Тот же А.Н. Сеславин, один из самых прославленных героев Отечественной войны 1812 года, приводит такой разговор между ним, офицером-ординарцем, и своим начальником. Который выслушав донесение, неожиданно спросил о чем-то сильно гнетущем его уже многие дни:
– Какой дух в войске и как дерутся, и что говорят?
– Ропщут на вас, бранят вас до тех пор, пока гром пушек и свист пуль не заглушит их ропот.
– ?Я своими ушами слышал брань и ее не уважаю; я смотрю на пользу Отечества, потомство смотрит на меня… Все, что я ни делаю и буду делать, есть последствие обдуманного плана и великих соображений, то есть плод многолетних трудов. Теперь все хотят быть главными… И тот, который долженствовал быть мне правою рукою, отличась только под Прейсиш-Эйлау в полковницком чине, происками у двора ищет моего места; а дабы удобнее того достигнуть, возмущает моих подчиненных».

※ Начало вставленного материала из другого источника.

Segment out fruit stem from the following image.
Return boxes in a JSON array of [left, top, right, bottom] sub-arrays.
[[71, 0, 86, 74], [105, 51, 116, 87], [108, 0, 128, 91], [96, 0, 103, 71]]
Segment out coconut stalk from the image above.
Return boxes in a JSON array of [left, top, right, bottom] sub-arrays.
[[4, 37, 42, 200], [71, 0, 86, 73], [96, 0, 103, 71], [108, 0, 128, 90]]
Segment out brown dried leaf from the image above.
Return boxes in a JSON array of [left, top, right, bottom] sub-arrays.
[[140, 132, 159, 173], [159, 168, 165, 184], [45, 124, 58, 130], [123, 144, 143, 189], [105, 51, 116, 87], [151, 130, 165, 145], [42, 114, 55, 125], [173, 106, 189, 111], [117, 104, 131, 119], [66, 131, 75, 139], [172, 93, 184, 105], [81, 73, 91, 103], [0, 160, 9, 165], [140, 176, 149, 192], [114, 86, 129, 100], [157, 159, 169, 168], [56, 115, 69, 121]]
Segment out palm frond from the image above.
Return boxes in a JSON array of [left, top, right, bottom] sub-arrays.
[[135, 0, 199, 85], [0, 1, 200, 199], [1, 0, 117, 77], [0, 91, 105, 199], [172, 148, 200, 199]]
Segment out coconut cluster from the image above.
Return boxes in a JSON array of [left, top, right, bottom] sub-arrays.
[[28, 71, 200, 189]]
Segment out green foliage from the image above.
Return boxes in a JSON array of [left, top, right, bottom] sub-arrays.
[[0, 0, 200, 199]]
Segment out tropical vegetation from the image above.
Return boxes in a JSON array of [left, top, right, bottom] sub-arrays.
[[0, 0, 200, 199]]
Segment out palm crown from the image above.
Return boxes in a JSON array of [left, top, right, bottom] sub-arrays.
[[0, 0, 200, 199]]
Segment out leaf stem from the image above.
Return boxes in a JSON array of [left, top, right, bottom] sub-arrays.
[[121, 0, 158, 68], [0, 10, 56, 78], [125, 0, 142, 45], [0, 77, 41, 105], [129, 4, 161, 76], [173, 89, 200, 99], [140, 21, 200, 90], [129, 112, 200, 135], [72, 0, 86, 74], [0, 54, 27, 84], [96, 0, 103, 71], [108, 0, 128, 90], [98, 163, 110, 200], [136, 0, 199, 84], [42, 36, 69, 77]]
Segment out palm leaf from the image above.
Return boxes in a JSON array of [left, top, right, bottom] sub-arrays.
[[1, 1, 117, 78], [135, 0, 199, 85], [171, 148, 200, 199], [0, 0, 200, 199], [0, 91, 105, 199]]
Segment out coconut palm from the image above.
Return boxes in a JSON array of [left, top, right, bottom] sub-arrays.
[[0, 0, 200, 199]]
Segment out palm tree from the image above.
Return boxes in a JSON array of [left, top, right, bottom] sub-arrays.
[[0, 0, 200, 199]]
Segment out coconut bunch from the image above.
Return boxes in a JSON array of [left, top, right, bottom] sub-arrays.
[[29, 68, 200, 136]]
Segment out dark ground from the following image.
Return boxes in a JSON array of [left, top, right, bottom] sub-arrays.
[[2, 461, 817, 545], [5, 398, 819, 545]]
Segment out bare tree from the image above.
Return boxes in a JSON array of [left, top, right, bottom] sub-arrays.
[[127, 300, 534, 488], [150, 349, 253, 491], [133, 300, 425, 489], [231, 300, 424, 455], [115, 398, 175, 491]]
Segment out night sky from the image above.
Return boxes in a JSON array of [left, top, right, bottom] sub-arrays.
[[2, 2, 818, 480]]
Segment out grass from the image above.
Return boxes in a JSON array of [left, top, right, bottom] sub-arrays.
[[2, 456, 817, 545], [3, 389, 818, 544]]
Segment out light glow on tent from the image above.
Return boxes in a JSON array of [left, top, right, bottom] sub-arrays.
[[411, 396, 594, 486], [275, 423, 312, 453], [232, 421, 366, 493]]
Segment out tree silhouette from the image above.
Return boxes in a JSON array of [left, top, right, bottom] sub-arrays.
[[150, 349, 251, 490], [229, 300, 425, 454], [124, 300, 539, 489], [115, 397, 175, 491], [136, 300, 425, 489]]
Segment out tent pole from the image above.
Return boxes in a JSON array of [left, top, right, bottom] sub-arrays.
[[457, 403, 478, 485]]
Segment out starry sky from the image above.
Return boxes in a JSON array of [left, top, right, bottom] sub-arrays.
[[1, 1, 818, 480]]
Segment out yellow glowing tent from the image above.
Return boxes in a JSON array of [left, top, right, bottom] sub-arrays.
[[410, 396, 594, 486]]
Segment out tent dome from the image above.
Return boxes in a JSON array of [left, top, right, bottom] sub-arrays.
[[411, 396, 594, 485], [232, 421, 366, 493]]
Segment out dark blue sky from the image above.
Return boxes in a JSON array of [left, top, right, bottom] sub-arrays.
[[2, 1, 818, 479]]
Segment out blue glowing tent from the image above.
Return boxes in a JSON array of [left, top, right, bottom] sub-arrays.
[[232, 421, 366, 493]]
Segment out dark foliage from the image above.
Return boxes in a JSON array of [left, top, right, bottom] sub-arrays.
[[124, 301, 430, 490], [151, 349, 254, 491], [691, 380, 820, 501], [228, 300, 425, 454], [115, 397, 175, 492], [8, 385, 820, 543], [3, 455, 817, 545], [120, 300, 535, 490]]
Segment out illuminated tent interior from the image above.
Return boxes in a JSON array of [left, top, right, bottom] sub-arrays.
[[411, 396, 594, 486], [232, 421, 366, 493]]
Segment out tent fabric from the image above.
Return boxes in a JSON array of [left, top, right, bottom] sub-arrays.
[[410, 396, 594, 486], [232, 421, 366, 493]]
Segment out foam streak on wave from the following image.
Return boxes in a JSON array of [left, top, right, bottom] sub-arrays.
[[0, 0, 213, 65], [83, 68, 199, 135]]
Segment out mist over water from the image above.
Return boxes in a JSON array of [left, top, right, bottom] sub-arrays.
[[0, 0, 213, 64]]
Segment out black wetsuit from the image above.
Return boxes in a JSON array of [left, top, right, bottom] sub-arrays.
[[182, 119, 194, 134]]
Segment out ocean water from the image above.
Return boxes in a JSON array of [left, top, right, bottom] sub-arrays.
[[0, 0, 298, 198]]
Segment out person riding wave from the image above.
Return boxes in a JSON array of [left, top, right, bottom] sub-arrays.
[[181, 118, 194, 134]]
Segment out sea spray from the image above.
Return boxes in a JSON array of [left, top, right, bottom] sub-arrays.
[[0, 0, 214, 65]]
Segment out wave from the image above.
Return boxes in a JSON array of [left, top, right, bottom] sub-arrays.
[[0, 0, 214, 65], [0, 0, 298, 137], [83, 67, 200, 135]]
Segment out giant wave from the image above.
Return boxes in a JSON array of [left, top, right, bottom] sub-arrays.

Под этим человеком, бывшим в сражении при Прейсиш-Эйлау полковником, Барклай-де-Толли понимал своего главного оппонента в тяжелые для всех дни отступления от границы к Бородину – Багратиона…
Для защиты санкт-петербургского направления из состава войск 1-й Западной русской армии был выделен корпус генерал-лейтенанта П.Х. Витгенштейна численностью 23 тысячи человек. Первый отдельный пехотный корпус занял позиции под Полоцком, чтобы уже вскоре принять на себя удар наполеоновских корпусов маршалов Удино и Сен-Сира.

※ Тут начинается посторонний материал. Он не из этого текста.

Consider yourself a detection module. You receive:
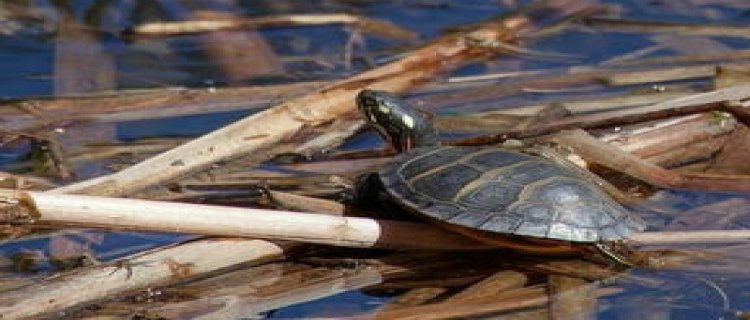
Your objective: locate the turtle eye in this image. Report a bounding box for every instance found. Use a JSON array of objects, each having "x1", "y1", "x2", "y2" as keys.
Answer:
[{"x1": 367, "y1": 110, "x2": 378, "y2": 123}]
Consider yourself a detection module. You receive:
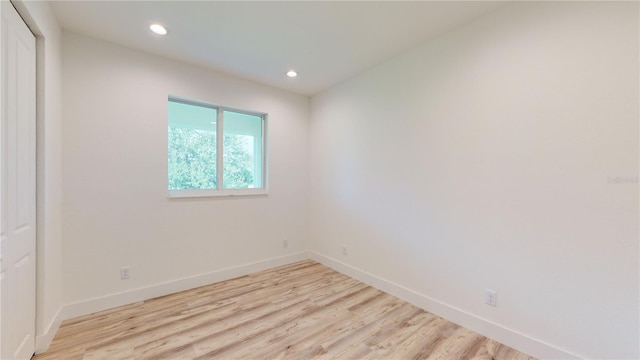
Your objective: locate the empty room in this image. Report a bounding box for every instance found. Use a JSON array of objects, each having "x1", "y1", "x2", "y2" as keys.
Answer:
[{"x1": 1, "y1": 1, "x2": 638, "y2": 359}]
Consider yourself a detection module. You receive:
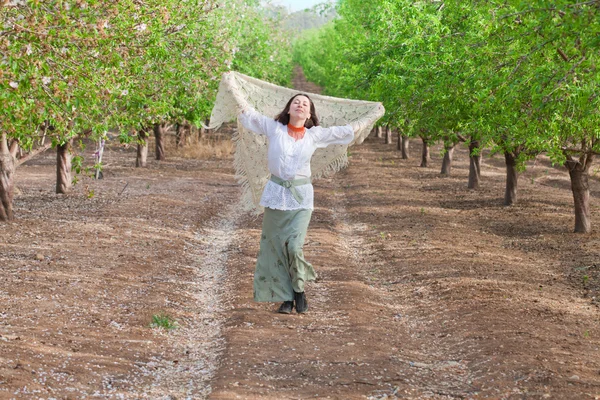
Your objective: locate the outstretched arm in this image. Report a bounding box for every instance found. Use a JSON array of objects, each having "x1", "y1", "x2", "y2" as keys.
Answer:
[
  {"x1": 311, "y1": 103, "x2": 385, "y2": 148},
  {"x1": 347, "y1": 103, "x2": 386, "y2": 146},
  {"x1": 311, "y1": 125, "x2": 355, "y2": 149},
  {"x1": 238, "y1": 107, "x2": 279, "y2": 137}
]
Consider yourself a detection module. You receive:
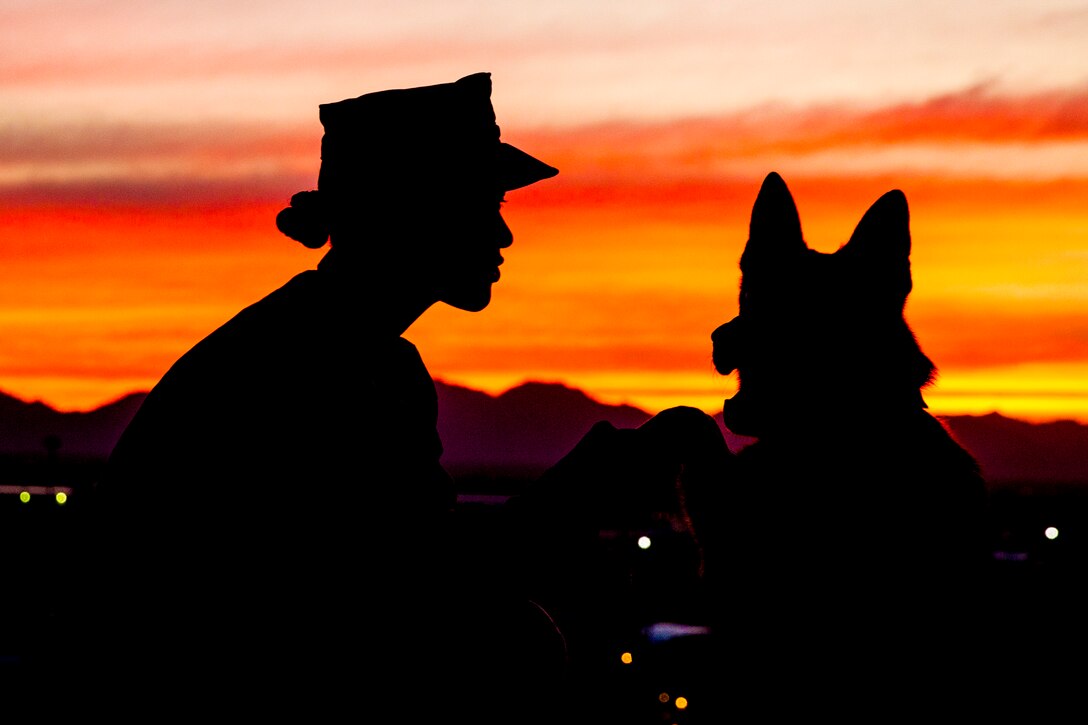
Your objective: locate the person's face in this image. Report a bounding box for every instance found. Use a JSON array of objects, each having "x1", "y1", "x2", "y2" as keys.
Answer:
[{"x1": 432, "y1": 188, "x2": 513, "y2": 312}]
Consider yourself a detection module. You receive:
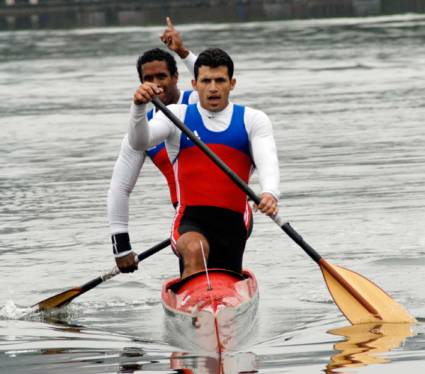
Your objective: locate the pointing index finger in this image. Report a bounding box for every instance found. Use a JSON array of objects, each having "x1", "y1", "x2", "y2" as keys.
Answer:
[{"x1": 166, "y1": 16, "x2": 175, "y2": 30}]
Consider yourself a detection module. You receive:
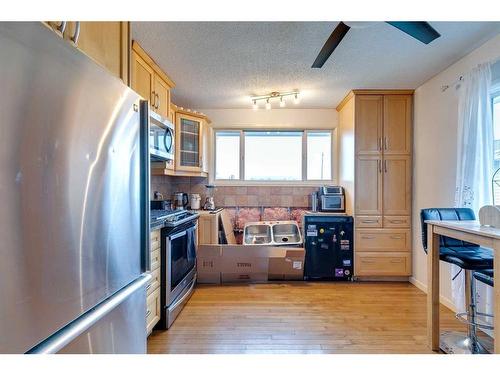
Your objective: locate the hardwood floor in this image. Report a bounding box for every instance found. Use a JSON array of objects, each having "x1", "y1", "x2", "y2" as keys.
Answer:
[{"x1": 147, "y1": 281, "x2": 465, "y2": 354}]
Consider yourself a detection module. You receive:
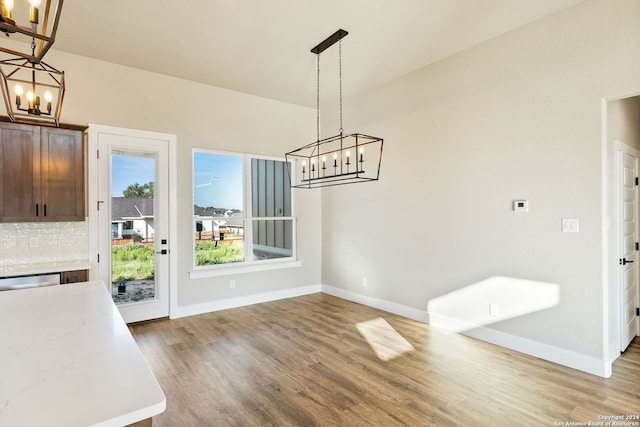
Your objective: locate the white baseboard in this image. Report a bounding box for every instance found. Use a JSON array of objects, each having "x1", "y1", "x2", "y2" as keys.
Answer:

Отступление войск армии Барклая-де-Толли оказалось для людей не из легких. Майор 1-го егерского полка М.М. Петров после войны вспоминал в своих записках:
«В последний опаснейший 60-верстный переход к двору Мещиуам… изнурение нижних чинов егерской нашей бригады в жаркий день до того простерлось, что несколько человек пали на пути мертвыми и у многих, по истощении всего поту, выступила под мышцами кровь.
Тут офицеры 1-го и 18-го егерских полков изъявили чрезвычайную любовь к своим подчиненным: они верховых своих лошадей навьючили ранцами обессилевших солдат, а сами несли на своих плечах по две патронные сумы и по два ружья, а иные могутные – и более».
Отступление 1-й Западной армии проходило с постоянными арьергардными боями, наиболее ожесточенный из которых состоялся у местечка Островно, в 20 километрах от Витебска. Главнокомандующий выставил здесь заслоном 4-й пехотный корпус генерала А.И. Остермана-Толстого, усилив его пятью полками кавалерии (в том числе лейб-гвардии Драгунским и Гусарским) и ротой конной артиллерии. Всего 8 тысяч штыков и 2 тысячи сабель.
Наполеон, чтобы «открыть» себе дорогу на Витебск, приказал маршалу Иоахиму Мюрату с авангардом Великой армии сбить заслон противника. Однако позиция русской пехоты вдоль Витебской дороги оказалась прикрытой с флангов болотами и лесами. В силу этого обход позиции с флангов требовал на маневр немалого времени, чего ситуация Бонапарту не позволяла. Завязалось ожесточенное сражение. Французы делали все для того, чтобы противник большими силами втянулся в бой, и «тогда ему не миновать было генеральной баталии».